米国ミネソタ大学で、アルツハイマー病や脳画像の研究に従事、帰国後は慶応大学や東京大学で脳研究に従事している。本書は、加藤氏の研究成果をもとに、100歳まで脳が進化するメカニズムを明らかにしたものだ。
本書によれば、脳には以下の代表的な8種類の脳番地がある。
1.思考系脳番地(考えたり発想したりする)
2.感情系脳番地(感情に関する)
3.伝達系脳番地(発話や言語の操作)
4.運動系脳番地(体を動かす)
5.理解系脳番地(物事を理解する)
6.聴覚系脳番地(耳を使って聞く)
7.視覚系脳番地(目で物を見る)
8.記憶系脳番地(物を覚えたり思い出したりする)
それぞれの脳番地は個人や年齢によって使う頻度が異なり、発達に差が出る。脳は年齢や成長時期によって、より活発に成長する部分が移り変わっていく。脳は発達する順番が決まっていて、それぞれに育ちの旬の時期がある。
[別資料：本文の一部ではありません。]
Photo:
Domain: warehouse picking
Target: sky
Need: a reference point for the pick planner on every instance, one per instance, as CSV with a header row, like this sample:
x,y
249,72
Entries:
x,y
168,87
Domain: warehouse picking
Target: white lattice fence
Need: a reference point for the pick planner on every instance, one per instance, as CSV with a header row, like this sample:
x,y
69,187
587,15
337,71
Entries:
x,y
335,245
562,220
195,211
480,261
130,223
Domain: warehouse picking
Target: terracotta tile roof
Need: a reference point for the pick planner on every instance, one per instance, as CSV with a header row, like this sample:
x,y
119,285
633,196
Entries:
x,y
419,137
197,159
著者によれば、脳が変わっていく人生のシナリオは大きく次の4つの挑戦段階に分かれている。
1. 0~ 30歳 : 脳の成長準備期間
2.30~ 60歳 : 自分らしさを知り、世に表現する期間
3.60~ 90歳 : 自分も世の中も幸福にする期間
4.90~120歳 : 自分の生きた価値を後世に伝承する期間
以上のように、脳自体が変わっていくことで、自分の人生も変わっていくのだ。したがって、脳は100歳を超えても成長していくことになる。著者によれば、諦めたらそこで成長が止まるが、そうでなければ成長し続ける。
本書は、すべての人に生きる勇気を与え、生きがいをもたらす名著で、説得力もある。すべての人にぜひとも読んでもらい、有意義な人生として欲しい。